For infants born with congenital heart disease and some premature babies, necrotizing enterocolitis, a serious gastrointestinal problem, can pose a worrisome threat. Treatment is most effective when started early, but currently a diagnosis is confirmed only after symptoms appear, at which point substantial damage may already have occurred. What’s more, treatment can involve extended hospital stays or surgeries, and necrotizing enterocolitis can cause lifelong complications.
In a quest to detect NEC before symptoms appear, Danielle Gottlieb Sen, director of pediatric cardiac surgery at Johns Hopkins Children’s Center, and Hopkins biomedical engineering professor Youseph Yazdi have teamed up with MIT’s Ellen Roche to develop a noninvasive device that goes on a baby's belly to monitor intestinal ischemia, inadequate blood flow that is a known biomarker of the onset of NEC. The device, which will connect to bedside monitors, uses near-infrared spectroscopy (NIRS) sensors to continuously record, store and transmit data.

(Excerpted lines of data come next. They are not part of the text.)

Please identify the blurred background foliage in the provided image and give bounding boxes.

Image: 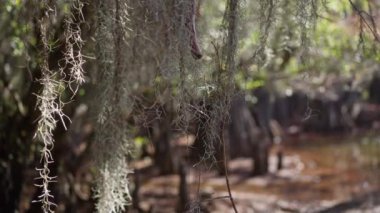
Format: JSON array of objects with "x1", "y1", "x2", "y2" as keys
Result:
[{"x1": 0, "y1": 0, "x2": 380, "y2": 212}]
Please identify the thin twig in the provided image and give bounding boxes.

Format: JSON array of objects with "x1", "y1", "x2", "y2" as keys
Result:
[{"x1": 221, "y1": 121, "x2": 238, "y2": 213}]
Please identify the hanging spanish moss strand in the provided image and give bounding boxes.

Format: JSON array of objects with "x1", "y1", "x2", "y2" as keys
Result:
[
  {"x1": 34, "y1": 0, "x2": 84, "y2": 212},
  {"x1": 95, "y1": 0, "x2": 132, "y2": 213}
]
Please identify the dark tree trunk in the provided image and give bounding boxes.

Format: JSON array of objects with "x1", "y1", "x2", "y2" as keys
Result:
[{"x1": 152, "y1": 118, "x2": 176, "y2": 175}]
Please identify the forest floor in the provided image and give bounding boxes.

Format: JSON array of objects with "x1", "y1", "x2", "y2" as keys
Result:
[{"x1": 135, "y1": 134, "x2": 380, "y2": 212}]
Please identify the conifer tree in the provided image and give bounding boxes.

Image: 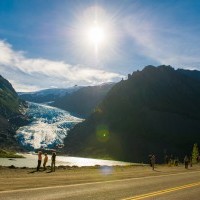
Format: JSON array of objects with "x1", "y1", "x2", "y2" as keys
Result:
[{"x1": 192, "y1": 143, "x2": 199, "y2": 164}]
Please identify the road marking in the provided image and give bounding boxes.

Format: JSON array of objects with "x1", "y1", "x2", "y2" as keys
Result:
[
  {"x1": 0, "y1": 170, "x2": 200, "y2": 194},
  {"x1": 122, "y1": 182, "x2": 200, "y2": 200}
]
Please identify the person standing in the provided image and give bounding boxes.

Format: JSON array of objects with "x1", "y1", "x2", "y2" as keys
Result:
[
  {"x1": 51, "y1": 151, "x2": 56, "y2": 172},
  {"x1": 37, "y1": 151, "x2": 42, "y2": 172},
  {"x1": 151, "y1": 155, "x2": 156, "y2": 170},
  {"x1": 184, "y1": 155, "x2": 189, "y2": 169},
  {"x1": 43, "y1": 153, "x2": 48, "y2": 170}
]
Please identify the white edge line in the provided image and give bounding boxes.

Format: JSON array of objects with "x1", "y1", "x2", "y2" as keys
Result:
[{"x1": 0, "y1": 170, "x2": 200, "y2": 194}]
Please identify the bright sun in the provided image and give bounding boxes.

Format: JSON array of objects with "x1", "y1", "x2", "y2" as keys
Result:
[{"x1": 88, "y1": 23, "x2": 105, "y2": 48}]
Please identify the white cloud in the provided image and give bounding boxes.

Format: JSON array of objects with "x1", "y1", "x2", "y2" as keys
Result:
[
  {"x1": 123, "y1": 12, "x2": 200, "y2": 69},
  {"x1": 0, "y1": 40, "x2": 124, "y2": 91}
]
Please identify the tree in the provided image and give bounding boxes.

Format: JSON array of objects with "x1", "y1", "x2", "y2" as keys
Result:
[{"x1": 192, "y1": 143, "x2": 199, "y2": 164}]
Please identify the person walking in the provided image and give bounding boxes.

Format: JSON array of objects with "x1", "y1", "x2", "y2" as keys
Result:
[
  {"x1": 43, "y1": 153, "x2": 48, "y2": 171},
  {"x1": 37, "y1": 151, "x2": 42, "y2": 172},
  {"x1": 184, "y1": 155, "x2": 189, "y2": 169},
  {"x1": 151, "y1": 155, "x2": 156, "y2": 170},
  {"x1": 51, "y1": 151, "x2": 56, "y2": 172}
]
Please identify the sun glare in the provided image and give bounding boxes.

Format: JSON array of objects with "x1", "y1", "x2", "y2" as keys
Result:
[{"x1": 88, "y1": 24, "x2": 105, "y2": 48}]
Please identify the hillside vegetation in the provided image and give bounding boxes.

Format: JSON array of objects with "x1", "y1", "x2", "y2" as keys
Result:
[
  {"x1": 0, "y1": 76, "x2": 27, "y2": 149},
  {"x1": 64, "y1": 66, "x2": 200, "y2": 162}
]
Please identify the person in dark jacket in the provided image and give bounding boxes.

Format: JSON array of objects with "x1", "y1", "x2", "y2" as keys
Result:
[
  {"x1": 184, "y1": 155, "x2": 189, "y2": 169},
  {"x1": 51, "y1": 151, "x2": 56, "y2": 172}
]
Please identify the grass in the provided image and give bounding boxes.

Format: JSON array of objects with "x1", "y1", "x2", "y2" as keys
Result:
[{"x1": 0, "y1": 149, "x2": 24, "y2": 158}]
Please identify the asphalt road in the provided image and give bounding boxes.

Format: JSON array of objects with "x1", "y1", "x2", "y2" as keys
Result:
[{"x1": 0, "y1": 170, "x2": 200, "y2": 200}]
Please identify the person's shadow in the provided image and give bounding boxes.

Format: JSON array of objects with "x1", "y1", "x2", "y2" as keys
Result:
[{"x1": 28, "y1": 170, "x2": 38, "y2": 174}]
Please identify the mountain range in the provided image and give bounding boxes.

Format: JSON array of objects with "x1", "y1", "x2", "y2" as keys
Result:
[
  {"x1": 0, "y1": 75, "x2": 28, "y2": 149},
  {"x1": 50, "y1": 83, "x2": 114, "y2": 118},
  {"x1": 18, "y1": 86, "x2": 81, "y2": 103},
  {"x1": 63, "y1": 65, "x2": 200, "y2": 162}
]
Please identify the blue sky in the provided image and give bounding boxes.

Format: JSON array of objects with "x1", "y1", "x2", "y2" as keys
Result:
[{"x1": 0, "y1": 0, "x2": 200, "y2": 91}]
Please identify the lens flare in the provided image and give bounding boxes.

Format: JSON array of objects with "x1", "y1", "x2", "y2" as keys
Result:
[{"x1": 96, "y1": 125, "x2": 110, "y2": 142}]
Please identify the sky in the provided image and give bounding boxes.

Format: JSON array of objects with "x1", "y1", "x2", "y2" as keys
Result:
[{"x1": 0, "y1": 0, "x2": 200, "y2": 92}]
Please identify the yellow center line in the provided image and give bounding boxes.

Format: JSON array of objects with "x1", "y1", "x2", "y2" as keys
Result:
[{"x1": 122, "y1": 182, "x2": 200, "y2": 200}]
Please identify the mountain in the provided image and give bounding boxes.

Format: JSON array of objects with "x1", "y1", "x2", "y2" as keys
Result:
[
  {"x1": 64, "y1": 65, "x2": 200, "y2": 162},
  {"x1": 0, "y1": 75, "x2": 27, "y2": 149},
  {"x1": 51, "y1": 83, "x2": 114, "y2": 118},
  {"x1": 18, "y1": 86, "x2": 81, "y2": 103}
]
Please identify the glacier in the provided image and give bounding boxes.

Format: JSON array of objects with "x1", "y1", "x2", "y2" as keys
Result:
[{"x1": 16, "y1": 102, "x2": 84, "y2": 150}]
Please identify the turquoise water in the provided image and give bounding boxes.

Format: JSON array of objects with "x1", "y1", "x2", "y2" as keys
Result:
[{"x1": 0, "y1": 154, "x2": 133, "y2": 168}]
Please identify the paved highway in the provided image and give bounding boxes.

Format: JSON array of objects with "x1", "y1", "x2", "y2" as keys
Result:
[{"x1": 0, "y1": 171, "x2": 200, "y2": 200}]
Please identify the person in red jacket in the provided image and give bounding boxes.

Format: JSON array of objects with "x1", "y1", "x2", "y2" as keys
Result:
[{"x1": 37, "y1": 151, "x2": 42, "y2": 171}]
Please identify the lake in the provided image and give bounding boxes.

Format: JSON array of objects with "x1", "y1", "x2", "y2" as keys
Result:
[{"x1": 0, "y1": 154, "x2": 133, "y2": 168}]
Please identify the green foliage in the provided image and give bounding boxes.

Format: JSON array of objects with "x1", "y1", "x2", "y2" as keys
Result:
[
  {"x1": 52, "y1": 83, "x2": 113, "y2": 117},
  {"x1": 192, "y1": 143, "x2": 199, "y2": 164},
  {"x1": 65, "y1": 66, "x2": 200, "y2": 162}
]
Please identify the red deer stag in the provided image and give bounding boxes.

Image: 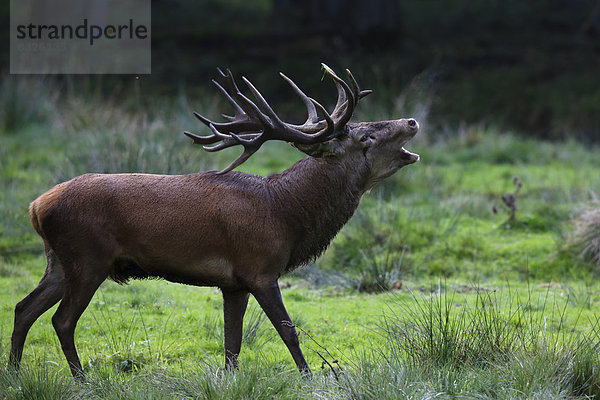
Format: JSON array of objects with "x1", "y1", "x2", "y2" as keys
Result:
[{"x1": 10, "y1": 65, "x2": 419, "y2": 379}]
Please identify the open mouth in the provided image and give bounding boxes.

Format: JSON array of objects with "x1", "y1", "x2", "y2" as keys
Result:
[{"x1": 400, "y1": 147, "x2": 421, "y2": 164}]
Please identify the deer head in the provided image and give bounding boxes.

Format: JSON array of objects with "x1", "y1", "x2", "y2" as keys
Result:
[
  {"x1": 10, "y1": 65, "x2": 419, "y2": 378},
  {"x1": 184, "y1": 64, "x2": 419, "y2": 189}
]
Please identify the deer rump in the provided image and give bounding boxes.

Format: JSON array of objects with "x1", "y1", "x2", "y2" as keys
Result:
[{"x1": 10, "y1": 65, "x2": 419, "y2": 379}]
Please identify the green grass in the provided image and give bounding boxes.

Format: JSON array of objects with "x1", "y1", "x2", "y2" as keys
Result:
[{"x1": 0, "y1": 77, "x2": 600, "y2": 399}]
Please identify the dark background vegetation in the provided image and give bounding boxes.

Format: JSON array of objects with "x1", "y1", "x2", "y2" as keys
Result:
[{"x1": 0, "y1": 0, "x2": 600, "y2": 142}]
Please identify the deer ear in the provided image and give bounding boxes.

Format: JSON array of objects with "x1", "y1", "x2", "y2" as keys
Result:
[{"x1": 291, "y1": 139, "x2": 343, "y2": 158}]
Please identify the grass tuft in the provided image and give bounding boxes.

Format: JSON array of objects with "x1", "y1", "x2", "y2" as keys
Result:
[{"x1": 573, "y1": 208, "x2": 600, "y2": 269}]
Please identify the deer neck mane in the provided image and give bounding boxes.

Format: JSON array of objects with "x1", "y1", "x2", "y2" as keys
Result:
[{"x1": 266, "y1": 157, "x2": 368, "y2": 271}]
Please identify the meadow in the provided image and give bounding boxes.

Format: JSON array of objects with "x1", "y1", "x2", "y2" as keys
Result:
[{"x1": 0, "y1": 79, "x2": 600, "y2": 399}]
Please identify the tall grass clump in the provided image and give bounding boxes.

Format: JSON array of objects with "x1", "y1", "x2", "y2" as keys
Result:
[
  {"x1": 573, "y1": 208, "x2": 600, "y2": 269},
  {"x1": 379, "y1": 288, "x2": 600, "y2": 398}
]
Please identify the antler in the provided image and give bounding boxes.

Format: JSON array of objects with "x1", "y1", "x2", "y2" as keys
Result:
[{"x1": 184, "y1": 64, "x2": 372, "y2": 174}]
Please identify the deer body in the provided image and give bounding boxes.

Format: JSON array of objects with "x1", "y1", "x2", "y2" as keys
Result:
[{"x1": 10, "y1": 65, "x2": 418, "y2": 378}]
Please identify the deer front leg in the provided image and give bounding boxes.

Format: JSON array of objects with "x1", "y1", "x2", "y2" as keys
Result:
[
  {"x1": 223, "y1": 290, "x2": 249, "y2": 368},
  {"x1": 251, "y1": 281, "x2": 312, "y2": 376}
]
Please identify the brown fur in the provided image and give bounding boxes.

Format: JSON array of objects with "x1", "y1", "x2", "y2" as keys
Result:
[
  {"x1": 10, "y1": 115, "x2": 418, "y2": 376},
  {"x1": 29, "y1": 182, "x2": 68, "y2": 238}
]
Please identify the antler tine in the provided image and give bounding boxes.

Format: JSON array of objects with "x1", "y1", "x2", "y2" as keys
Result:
[
  {"x1": 242, "y1": 76, "x2": 283, "y2": 124},
  {"x1": 321, "y1": 63, "x2": 356, "y2": 126},
  {"x1": 184, "y1": 64, "x2": 370, "y2": 174},
  {"x1": 279, "y1": 72, "x2": 319, "y2": 126},
  {"x1": 346, "y1": 69, "x2": 373, "y2": 104}
]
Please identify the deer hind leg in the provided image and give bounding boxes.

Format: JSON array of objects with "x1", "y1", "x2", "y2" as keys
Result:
[
  {"x1": 251, "y1": 281, "x2": 312, "y2": 376},
  {"x1": 52, "y1": 263, "x2": 108, "y2": 380},
  {"x1": 10, "y1": 244, "x2": 65, "y2": 370},
  {"x1": 223, "y1": 290, "x2": 249, "y2": 368}
]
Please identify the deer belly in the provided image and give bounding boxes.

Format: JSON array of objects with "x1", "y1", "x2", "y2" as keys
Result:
[{"x1": 141, "y1": 257, "x2": 235, "y2": 287}]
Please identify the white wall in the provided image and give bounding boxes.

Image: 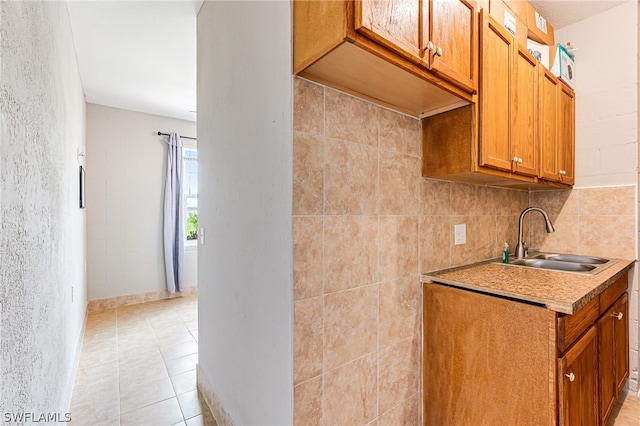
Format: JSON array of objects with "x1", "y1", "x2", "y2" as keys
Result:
[
  {"x1": 0, "y1": 1, "x2": 86, "y2": 414},
  {"x1": 556, "y1": 0, "x2": 640, "y2": 391},
  {"x1": 556, "y1": 0, "x2": 638, "y2": 188},
  {"x1": 87, "y1": 104, "x2": 197, "y2": 300},
  {"x1": 198, "y1": 1, "x2": 293, "y2": 425}
]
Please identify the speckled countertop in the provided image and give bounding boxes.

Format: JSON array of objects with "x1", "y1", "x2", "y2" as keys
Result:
[{"x1": 422, "y1": 259, "x2": 633, "y2": 314}]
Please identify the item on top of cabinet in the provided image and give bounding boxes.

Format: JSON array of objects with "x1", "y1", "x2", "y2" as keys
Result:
[
  {"x1": 527, "y1": 38, "x2": 551, "y2": 69},
  {"x1": 527, "y1": 3, "x2": 555, "y2": 46},
  {"x1": 551, "y1": 43, "x2": 576, "y2": 89},
  {"x1": 489, "y1": 0, "x2": 527, "y2": 46}
]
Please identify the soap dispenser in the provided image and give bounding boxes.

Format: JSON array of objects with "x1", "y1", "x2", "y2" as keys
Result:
[{"x1": 502, "y1": 243, "x2": 509, "y2": 263}]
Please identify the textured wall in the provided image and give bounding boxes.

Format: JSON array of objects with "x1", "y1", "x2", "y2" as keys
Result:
[
  {"x1": 198, "y1": 1, "x2": 293, "y2": 425},
  {"x1": 87, "y1": 104, "x2": 198, "y2": 300},
  {"x1": 293, "y1": 78, "x2": 529, "y2": 425},
  {"x1": 0, "y1": 1, "x2": 86, "y2": 413}
]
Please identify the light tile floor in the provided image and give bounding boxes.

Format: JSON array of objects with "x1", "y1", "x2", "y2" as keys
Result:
[
  {"x1": 71, "y1": 296, "x2": 216, "y2": 426},
  {"x1": 609, "y1": 393, "x2": 640, "y2": 426}
]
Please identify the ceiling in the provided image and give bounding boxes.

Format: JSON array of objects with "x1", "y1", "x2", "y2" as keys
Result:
[
  {"x1": 529, "y1": 0, "x2": 627, "y2": 29},
  {"x1": 68, "y1": 0, "x2": 625, "y2": 121},
  {"x1": 68, "y1": 0, "x2": 202, "y2": 121}
]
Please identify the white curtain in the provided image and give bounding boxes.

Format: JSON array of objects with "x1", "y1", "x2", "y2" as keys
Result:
[{"x1": 164, "y1": 133, "x2": 186, "y2": 293}]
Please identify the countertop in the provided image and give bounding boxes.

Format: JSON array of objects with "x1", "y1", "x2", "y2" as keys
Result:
[{"x1": 422, "y1": 259, "x2": 634, "y2": 314}]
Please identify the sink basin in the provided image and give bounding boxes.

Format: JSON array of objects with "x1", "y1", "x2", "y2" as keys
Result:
[
  {"x1": 533, "y1": 253, "x2": 609, "y2": 265},
  {"x1": 510, "y1": 258, "x2": 596, "y2": 272}
]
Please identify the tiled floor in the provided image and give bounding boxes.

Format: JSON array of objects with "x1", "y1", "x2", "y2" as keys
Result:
[
  {"x1": 71, "y1": 296, "x2": 216, "y2": 426},
  {"x1": 609, "y1": 393, "x2": 640, "y2": 426}
]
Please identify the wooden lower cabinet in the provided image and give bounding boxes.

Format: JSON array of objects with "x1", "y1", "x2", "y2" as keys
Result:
[
  {"x1": 558, "y1": 326, "x2": 598, "y2": 426},
  {"x1": 422, "y1": 274, "x2": 629, "y2": 426},
  {"x1": 598, "y1": 293, "x2": 629, "y2": 425}
]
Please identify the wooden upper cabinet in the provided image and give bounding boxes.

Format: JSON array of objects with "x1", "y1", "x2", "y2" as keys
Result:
[
  {"x1": 355, "y1": 0, "x2": 477, "y2": 93},
  {"x1": 422, "y1": 0, "x2": 478, "y2": 92},
  {"x1": 539, "y1": 67, "x2": 560, "y2": 181},
  {"x1": 558, "y1": 327, "x2": 599, "y2": 426},
  {"x1": 355, "y1": 0, "x2": 428, "y2": 65},
  {"x1": 479, "y1": 10, "x2": 514, "y2": 171},
  {"x1": 511, "y1": 43, "x2": 539, "y2": 176},
  {"x1": 558, "y1": 83, "x2": 576, "y2": 185}
]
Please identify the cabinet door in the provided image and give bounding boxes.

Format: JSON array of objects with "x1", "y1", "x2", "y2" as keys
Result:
[
  {"x1": 511, "y1": 43, "x2": 538, "y2": 176},
  {"x1": 611, "y1": 293, "x2": 629, "y2": 399},
  {"x1": 538, "y1": 67, "x2": 559, "y2": 181},
  {"x1": 598, "y1": 307, "x2": 616, "y2": 425},
  {"x1": 423, "y1": 0, "x2": 477, "y2": 92},
  {"x1": 479, "y1": 13, "x2": 514, "y2": 171},
  {"x1": 558, "y1": 327, "x2": 599, "y2": 426},
  {"x1": 355, "y1": 0, "x2": 428, "y2": 66},
  {"x1": 598, "y1": 293, "x2": 629, "y2": 424},
  {"x1": 558, "y1": 84, "x2": 576, "y2": 185}
]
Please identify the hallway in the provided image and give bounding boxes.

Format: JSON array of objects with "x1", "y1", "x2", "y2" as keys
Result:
[{"x1": 71, "y1": 296, "x2": 216, "y2": 426}]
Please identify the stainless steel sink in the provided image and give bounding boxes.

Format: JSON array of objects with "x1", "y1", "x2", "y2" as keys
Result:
[
  {"x1": 510, "y1": 258, "x2": 596, "y2": 272},
  {"x1": 532, "y1": 253, "x2": 609, "y2": 265}
]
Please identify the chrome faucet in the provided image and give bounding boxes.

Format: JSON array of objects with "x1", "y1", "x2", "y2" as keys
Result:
[{"x1": 515, "y1": 207, "x2": 555, "y2": 259}]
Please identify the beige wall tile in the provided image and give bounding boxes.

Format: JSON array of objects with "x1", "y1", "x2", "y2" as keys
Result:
[
  {"x1": 325, "y1": 89, "x2": 380, "y2": 148},
  {"x1": 527, "y1": 213, "x2": 580, "y2": 253},
  {"x1": 324, "y1": 139, "x2": 378, "y2": 215},
  {"x1": 378, "y1": 395, "x2": 420, "y2": 426},
  {"x1": 293, "y1": 376, "x2": 323, "y2": 426},
  {"x1": 324, "y1": 216, "x2": 378, "y2": 293},
  {"x1": 378, "y1": 216, "x2": 418, "y2": 281},
  {"x1": 379, "y1": 108, "x2": 421, "y2": 157},
  {"x1": 418, "y1": 216, "x2": 453, "y2": 272},
  {"x1": 529, "y1": 189, "x2": 578, "y2": 216},
  {"x1": 378, "y1": 337, "x2": 420, "y2": 413},
  {"x1": 324, "y1": 354, "x2": 378, "y2": 425},
  {"x1": 451, "y1": 183, "x2": 480, "y2": 216},
  {"x1": 293, "y1": 78, "x2": 324, "y2": 135},
  {"x1": 420, "y1": 179, "x2": 452, "y2": 216},
  {"x1": 324, "y1": 285, "x2": 378, "y2": 372},
  {"x1": 293, "y1": 216, "x2": 324, "y2": 300},
  {"x1": 378, "y1": 276, "x2": 422, "y2": 347},
  {"x1": 293, "y1": 296, "x2": 323, "y2": 384},
  {"x1": 577, "y1": 186, "x2": 636, "y2": 216},
  {"x1": 293, "y1": 132, "x2": 324, "y2": 215},
  {"x1": 378, "y1": 152, "x2": 420, "y2": 215},
  {"x1": 578, "y1": 215, "x2": 636, "y2": 259}
]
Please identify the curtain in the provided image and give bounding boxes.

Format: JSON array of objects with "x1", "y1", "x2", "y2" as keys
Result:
[{"x1": 164, "y1": 133, "x2": 186, "y2": 293}]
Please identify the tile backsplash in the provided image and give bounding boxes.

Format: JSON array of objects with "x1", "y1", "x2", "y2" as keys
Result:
[{"x1": 293, "y1": 78, "x2": 529, "y2": 425}]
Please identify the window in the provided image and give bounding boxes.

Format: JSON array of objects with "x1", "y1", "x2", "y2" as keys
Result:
[{"x1": 182, "y1": 148, "x2": 198, "y2": 242}]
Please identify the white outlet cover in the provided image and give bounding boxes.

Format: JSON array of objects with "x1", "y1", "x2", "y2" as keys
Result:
[{"x1": 453, "y1": 223, "x2": 467, "y2": 246}]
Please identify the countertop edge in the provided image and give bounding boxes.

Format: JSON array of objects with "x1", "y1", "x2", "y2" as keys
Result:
[{"x1": 420, "y1": 259, "x2": 636, "y2": 314}]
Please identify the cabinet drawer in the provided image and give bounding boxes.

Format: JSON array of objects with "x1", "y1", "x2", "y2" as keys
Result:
[
  {"x1": 600, "y1": 274, "x2": 629, "y2": 313},
  {"x1": 557, "y1": 297, "x2": 600, "y2": 353}
]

The team, which recently received funding from the Cohen Translational Engineering Fund at Johns Hopkins, is building NIRS sensors that account for differences in pediatric patient size, and they are mapping pediatric intestine and vascular beds to ensure monitoring specificity. Their work could serve as a platform to develop accurate NIRS sensors for others tissues and diseases.
The researchers plan to use the funding to build the device as well as obtain results to start the process of receiving device approval from the U.S. Food and Drug Administration.